云染噙泪,红肿着眼眶,嗫嚅道:“我是,云远山是我爸爸。”
刚叔是爸爸在世时,常常会有意无意在自己面前提起公司的一位元老,他后来为什么离开的云氏,爸爸并没有解释,只是嘱咐她,有什么解决不了的难题或是事情都可以去找他,前几次没想起他,也是没注意到这一点。
“我虽在燕城,但董事长的事情也有耳闻,云染小姐逝者已矣,望你务必保重身体,想来你想问的是关于公司的事情吧?”
“云远明那头喂不熟的白眼狼,枉董事长那么倚重他,他却至自己兄弟于死地,董事长两年前就有所察觉,那时候没料到会有这么严重的后果,云董睁了只眼,闭了只眼。
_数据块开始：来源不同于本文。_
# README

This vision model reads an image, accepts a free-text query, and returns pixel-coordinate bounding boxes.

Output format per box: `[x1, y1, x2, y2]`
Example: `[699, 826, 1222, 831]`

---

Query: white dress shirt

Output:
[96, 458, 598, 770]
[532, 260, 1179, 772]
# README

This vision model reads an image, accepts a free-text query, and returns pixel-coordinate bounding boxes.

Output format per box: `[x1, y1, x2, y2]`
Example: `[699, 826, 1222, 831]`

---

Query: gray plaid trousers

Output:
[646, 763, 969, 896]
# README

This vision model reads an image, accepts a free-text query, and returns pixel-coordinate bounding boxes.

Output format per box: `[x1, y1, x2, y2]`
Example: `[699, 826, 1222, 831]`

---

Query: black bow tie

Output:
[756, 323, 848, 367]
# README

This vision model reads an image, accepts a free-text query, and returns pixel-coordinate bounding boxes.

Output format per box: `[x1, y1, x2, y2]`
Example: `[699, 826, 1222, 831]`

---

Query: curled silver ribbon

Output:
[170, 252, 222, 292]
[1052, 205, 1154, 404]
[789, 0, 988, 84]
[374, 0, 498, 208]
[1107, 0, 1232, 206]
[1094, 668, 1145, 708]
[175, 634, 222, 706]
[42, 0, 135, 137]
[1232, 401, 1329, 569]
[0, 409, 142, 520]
”
“云董为了预防万一自己有个意外,将名下私人动产不动产转到了给小姐在瑞士银行办理的账户里头,我这里有份云董生前签署好的文件和一把瑞士银行保险柜的钥匙,下周我亲自给你送去。”
云染浑身一震,磕磕巴巴的道,“爸爸他早有察觉了,为什么不阻止二叔,明明知道是二叔他们——他还要跳楼?”
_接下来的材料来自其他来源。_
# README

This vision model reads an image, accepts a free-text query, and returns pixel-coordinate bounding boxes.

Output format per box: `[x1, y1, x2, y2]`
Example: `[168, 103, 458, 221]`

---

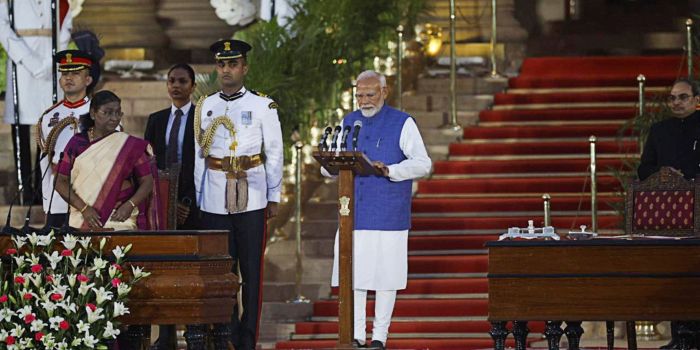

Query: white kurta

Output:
[194, 88, 284, 214]
[0, 0, 73, 125]
[39, 97, 90, 214]
[330, 118, 432, 290]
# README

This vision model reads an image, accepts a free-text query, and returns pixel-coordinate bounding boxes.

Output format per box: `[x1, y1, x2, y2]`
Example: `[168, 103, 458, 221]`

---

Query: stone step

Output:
[264, 256, 333, 283]
[416, 77, 508, 95]
[263, 276, 331, 302]
[260, 301, 314, 323]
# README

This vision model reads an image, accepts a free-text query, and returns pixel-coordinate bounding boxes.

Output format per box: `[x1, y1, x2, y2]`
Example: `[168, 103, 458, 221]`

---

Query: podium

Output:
[313, 151, 381, 349]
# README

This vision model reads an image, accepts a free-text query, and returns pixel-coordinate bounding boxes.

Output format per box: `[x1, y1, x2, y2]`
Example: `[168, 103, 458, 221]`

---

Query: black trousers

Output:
[11, 124, 41, 205]
[201, 209, 267, 350]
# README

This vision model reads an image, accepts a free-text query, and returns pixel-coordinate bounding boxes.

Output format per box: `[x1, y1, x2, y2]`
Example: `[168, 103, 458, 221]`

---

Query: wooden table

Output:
[0, 231, 238, 349]
[486, 238, 700, 349]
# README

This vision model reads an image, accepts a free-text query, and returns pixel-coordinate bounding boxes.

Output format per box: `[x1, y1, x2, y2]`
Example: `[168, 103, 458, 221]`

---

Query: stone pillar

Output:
[74, 0, 168, 60]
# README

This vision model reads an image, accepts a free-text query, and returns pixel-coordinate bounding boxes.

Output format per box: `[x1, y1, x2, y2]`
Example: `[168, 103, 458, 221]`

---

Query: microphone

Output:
[340, 125, 350, 151]
[0, 154, 46, 235]
[318, 126, 333, 151]
[331, 125, 343, 151]
[352, 120, 362, 151]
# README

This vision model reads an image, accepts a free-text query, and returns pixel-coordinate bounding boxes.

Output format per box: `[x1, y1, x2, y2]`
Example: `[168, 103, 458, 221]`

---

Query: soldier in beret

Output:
[194, 39, 283, 349]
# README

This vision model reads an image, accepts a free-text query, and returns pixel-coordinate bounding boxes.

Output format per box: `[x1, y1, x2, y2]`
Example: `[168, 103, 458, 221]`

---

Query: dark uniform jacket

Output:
[637, 111, 700, 180]
[144, 104, 199, 229]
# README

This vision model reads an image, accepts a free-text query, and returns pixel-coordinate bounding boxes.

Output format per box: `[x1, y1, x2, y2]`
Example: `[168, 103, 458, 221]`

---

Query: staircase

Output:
[276, 57, 681, 349]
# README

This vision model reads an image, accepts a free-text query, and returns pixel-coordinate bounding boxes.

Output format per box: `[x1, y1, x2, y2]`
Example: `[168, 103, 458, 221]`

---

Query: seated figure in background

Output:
[56, 91, 160, 230]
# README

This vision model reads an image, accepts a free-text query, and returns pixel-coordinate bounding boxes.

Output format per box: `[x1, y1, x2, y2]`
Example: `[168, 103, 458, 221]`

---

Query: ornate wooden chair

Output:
[606, 168, 700, 349]
[157, 163, 180, 230]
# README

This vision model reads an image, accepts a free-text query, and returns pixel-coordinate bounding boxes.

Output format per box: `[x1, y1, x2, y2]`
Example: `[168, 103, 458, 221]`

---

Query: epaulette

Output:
[41, 100, 63, 116]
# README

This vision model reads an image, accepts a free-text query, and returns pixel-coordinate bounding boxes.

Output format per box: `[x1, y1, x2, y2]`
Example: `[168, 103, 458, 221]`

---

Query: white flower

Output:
[112, 246, 126, 260]
[117, 283, 131, 297]
[92, 287, 113, 305]
[27, 232, 39, 246]
[83, 332, 98, 349]
[131, 265, 151, 279]
[78, 237, 90, 249]
[49, 316, 64, 331]
[76, 320, 90, 333]
[29, 319, 46, 332]
[17, 305, 32, 318]
[102, 321, 121, 339]
[44, 250, 63, 270]
[12, 236, 27, 249]
[90, 258, 107, 271]
[0, 308, 15, 322]
[78, 283, 95, 295]
[68, 273, 78, 288]
[112, 301, 129, 318]
[37, 232, 53, 247]
[61, 234, 78, 250]
[85, 306, 105, 323]
[41, 301, 58, 321]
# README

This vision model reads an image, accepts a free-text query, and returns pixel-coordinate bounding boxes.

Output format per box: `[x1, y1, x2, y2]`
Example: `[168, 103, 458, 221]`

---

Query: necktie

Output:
[165, 108, 182, 167]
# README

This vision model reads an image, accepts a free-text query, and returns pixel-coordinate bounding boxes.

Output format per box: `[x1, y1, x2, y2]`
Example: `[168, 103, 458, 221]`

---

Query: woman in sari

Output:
[56, 91, 160, 230]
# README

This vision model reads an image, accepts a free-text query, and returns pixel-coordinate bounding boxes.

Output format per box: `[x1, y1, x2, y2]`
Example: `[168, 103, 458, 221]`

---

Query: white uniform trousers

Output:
[354, 289, 396, 345]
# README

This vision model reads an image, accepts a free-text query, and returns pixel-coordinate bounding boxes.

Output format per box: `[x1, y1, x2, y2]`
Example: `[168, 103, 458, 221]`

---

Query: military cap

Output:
[55, 50, 93, 72]
[209, 39, 252, 61]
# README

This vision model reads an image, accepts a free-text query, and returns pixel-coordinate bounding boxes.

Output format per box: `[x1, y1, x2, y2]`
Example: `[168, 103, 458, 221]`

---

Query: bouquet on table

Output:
[0, 233, 150, 350]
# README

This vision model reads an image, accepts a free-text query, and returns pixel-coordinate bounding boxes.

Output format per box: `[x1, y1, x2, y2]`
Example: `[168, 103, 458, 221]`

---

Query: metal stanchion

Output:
[287, 141, 309, 304]
[443, 0, 462, 132]
[490, 0, 501, 78]
[685, 18, 693, 79]
[637, 74, 646, 154]
[588, 135, 598, 232]
[396, 24, 403, 111]
[542, 193, 552, 227]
最后一句几乎用尽全力吼出,想起那个再也不能将她宠成小公主的人,那个恣意宠溺她,会喊她“囡囡”的人再也不会回来,手攥得死紧,青筋暴起。
杨振刚粗哑的声音,带着几分压抑的沉闷,“云染小姐,云董希望你能照顾好自己。”
云染紧抿下唇,强自按捺住,五味杂陈的情绪,“刚叔,爸爸有留下他们动手的痕迹?”
“云董在瑞士银行给你留的东西,也许会有答案。”
“好,我知道了,谢谢刚叔,那就等你下周的到来。”云染与杨振刚匆匆道了别后,泪花再也抑制不住的夺眶而出。
忽然,一只骨相轮廓极佳的手掌攥着张纸巾,递到她面前,平缓,冷冽,低沉富有磁性的嗓音传入耳畔,“擦擦吧。”
雪松混合着淡淡的烟草味。
云染呆滞住了,僵硬着身子微侧,果然是他,琢磨好一会儿,窘迫不得已地道,“哥哥,你…你怎么也在这里。”
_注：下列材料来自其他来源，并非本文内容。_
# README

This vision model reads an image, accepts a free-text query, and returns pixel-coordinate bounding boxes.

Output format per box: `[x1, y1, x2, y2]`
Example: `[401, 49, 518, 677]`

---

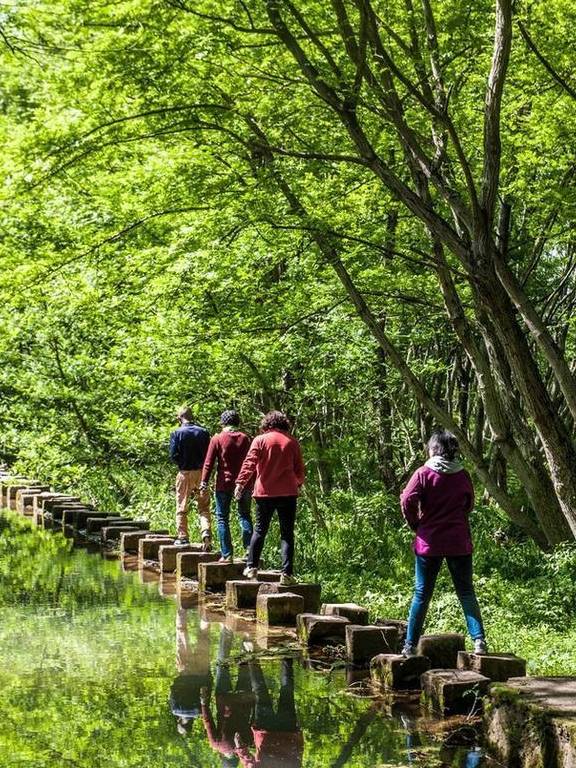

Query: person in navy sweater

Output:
[170, 406, 212, 552]
[200, 411, 252, 563]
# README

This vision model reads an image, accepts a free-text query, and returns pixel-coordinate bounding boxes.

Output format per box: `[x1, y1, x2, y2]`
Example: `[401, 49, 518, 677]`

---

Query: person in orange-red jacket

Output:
[234, 411, 305, 584]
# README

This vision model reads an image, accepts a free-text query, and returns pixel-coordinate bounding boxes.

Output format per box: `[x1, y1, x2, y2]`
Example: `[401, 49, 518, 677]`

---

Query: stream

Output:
[0, 513, 494, 768]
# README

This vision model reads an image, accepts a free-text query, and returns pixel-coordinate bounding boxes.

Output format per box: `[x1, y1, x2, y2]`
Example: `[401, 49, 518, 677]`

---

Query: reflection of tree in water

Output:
[400, 715, 487, 768]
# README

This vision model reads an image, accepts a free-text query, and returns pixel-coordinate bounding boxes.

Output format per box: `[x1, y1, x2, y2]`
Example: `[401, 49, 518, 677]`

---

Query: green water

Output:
[0, 513, 496, 768]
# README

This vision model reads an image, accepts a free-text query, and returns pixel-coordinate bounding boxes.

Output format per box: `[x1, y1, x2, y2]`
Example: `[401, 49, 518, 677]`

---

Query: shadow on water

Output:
[0, 516, 496, 768]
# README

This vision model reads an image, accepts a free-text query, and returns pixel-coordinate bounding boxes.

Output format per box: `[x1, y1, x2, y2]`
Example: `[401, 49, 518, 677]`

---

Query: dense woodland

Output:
[0, 0, 576, 664]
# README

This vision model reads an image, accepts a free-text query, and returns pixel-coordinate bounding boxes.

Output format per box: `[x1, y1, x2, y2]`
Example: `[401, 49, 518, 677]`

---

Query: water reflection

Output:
[0, 510, 496, 768]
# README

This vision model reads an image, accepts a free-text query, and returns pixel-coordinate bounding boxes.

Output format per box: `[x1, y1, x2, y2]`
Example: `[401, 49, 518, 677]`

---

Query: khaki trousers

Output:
[176, 469, 212, 539]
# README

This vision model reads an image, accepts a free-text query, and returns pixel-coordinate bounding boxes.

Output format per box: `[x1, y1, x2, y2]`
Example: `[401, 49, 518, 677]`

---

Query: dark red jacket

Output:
[236, 429, 306, 498]
[202, 429, 250, 491]
[400, 466, 474, 556]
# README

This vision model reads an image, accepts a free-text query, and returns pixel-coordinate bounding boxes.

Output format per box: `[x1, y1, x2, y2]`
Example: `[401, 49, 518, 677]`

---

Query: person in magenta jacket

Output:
[400, 430, 488, 656]
[234, 411, 305, 584]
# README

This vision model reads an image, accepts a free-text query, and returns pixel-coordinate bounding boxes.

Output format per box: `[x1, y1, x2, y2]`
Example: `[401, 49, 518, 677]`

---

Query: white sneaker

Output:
[402, 642, 418, 659]
[474, 639, 488, 656]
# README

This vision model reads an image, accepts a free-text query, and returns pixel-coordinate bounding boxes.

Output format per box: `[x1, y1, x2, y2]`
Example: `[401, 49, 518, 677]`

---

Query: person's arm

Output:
[200, 435, 218, 487]
[400, 470, 423, 531]
[170, 430, 180, 462]
[464, 470, 475, 514]
[294, 439, 306, 487]
[234, 438, 260, 498]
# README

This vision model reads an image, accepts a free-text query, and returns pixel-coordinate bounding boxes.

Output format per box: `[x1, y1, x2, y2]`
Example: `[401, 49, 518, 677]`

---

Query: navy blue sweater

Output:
[170, 424, 210, 471]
“上班。”打开水阀洗了把手,侧眸将云染的狼狈尽收眼底,转瞬款款的撇开视线。
云染狐疑,目光倾斜,恍然注意到他身上穿的白大褂,思忖明白了,都怪她只顾盯着他的隽逸脸庞,哪怕那抢眼明晃晃的白大褂,也能被她忽视个彻底。
“感冒变严重了?”裴宴清淡淡的斜睨一眼,她手背青筋扎着的吊管,徐徐问道。
“嗯,谢谢哥哥对我的照顾。”云染对着他鞠了一躬,踌躇片刻,嗓音生涩嘶哑道。
“还有几瓶?”裴宴清颔首,伸手拿过她手里的药水瓶子,支着胳膊举起,“走吧,我来拿着。”
“啊…哦哦,谢谢哥哥。”云染怔了怔,语无伦次,瞥了瞥裴宴清,她小声嗫嚅道,“还…还有一瓶。”
“走吧。”裴宴清下颌微抬,示意一起走。
云染亦步亦趋地跟着。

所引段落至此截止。